Performances and Artists

It took two encounters to seal the deal, but the deal changed Monty Alexander’s life. Those two meetings, with Frank Sinatra and Ermenigildo "Jilly" Rizzo, brought Alexander, Jamaican-born pianist, into a new world of music among show business giants. And that new world, Jilly’s Saloon in New York City, was the East Coast court of Sinatra.

Here’s how it happened: Alexander had moved to Miami Beach as a teenager and began playing a local club in a lounge next to the room where Duke Hazlett, a Frank Sinatra tribute artist, was performing. Sinatra, Jilly and Jilly’s wife came in to see Hazlett and saw Alexander. Jilly’s wife told Alexander he should come to New York and perform at Jilly’s, but nothing came of it.

“About six months later, I happened to be in Las Vegas playing in an old-time band, led by a man named Art Mooney, and in walks Frank Sinatra and Jilly again and they saw me. Two days later I got an airline ticket,” remembered Alexander.

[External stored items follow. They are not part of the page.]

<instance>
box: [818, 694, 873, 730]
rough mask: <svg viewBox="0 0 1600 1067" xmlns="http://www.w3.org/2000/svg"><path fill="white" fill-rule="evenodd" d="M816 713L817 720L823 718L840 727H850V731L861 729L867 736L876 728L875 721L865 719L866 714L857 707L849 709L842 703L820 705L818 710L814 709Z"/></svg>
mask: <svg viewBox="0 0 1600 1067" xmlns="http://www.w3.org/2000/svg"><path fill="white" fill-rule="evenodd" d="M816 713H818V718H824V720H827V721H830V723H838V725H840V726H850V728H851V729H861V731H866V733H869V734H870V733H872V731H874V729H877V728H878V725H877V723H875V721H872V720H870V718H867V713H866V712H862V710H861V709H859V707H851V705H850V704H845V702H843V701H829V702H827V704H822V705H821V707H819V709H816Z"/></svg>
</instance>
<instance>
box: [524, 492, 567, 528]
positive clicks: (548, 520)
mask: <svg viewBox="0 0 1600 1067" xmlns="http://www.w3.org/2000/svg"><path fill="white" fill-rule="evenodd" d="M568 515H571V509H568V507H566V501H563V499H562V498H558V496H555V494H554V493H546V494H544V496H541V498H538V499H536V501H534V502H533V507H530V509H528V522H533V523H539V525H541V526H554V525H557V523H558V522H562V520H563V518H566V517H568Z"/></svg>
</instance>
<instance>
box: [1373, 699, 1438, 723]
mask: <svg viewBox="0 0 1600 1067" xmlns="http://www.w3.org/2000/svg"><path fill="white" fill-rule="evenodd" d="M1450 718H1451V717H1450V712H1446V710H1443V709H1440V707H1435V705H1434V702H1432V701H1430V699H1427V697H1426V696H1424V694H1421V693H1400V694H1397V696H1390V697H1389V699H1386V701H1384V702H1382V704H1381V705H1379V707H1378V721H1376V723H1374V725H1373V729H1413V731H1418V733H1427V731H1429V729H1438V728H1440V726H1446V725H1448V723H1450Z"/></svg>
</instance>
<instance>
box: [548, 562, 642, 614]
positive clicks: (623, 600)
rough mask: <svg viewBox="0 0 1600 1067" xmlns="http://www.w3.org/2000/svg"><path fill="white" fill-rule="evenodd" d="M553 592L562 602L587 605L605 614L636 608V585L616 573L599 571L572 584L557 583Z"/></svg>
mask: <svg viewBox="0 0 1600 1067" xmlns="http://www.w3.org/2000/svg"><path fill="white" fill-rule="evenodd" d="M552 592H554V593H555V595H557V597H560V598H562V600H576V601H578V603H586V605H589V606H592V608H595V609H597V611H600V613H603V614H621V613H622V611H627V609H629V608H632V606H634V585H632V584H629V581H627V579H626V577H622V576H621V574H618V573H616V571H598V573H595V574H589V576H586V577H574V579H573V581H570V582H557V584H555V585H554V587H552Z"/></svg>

He performed at Jilly’s for three years (and frequently at the Playboy Club) and expanded his world to include jazz giants Milt Jackson and Ray Brown. He became part of the New York music scene and jazz world and was accepted by other greats, including Duke Ellington, Count Basie, and Miles Davis.

Alexander’s growth and versatility are the keys to his success for decades, with collaborations that span multiple genres, styles, and generations. He has worked with Natalie Cole on her Grammy-winning tribute album to her father, Nat “King” Cole, performed George Gershwin’s “Rhapsody in Blue” under the direction of Bobby McFerrin at the Verbier Festival in Switzerland, and recorded a Christmas album as the featured pianist with Tony Bennett.

But it is Sinatra and the nights at Jilly’s that remain one of the integral threads in Alexander’s life. Sinatra was always “very generous, very kind,” Alexander recalled. He is bringing his sense of that time and place, performing interpretations of Sinatra’s songs and sharing memories in “A Night At Jilly's, Sinatra At 100 With Special Guest Clint Holmes,” May 13-14 at Cabaret Jazz.

Jilly's Saloon was located at 256 W. 52nd Street in New York City. The Smith Center’s Cabaret Jazz is located at 361 Symphony Park Avenue in Las Vegas. But for two nights in May, thanks to Monty Alexander, both addresses (and both worlds) are in one spot.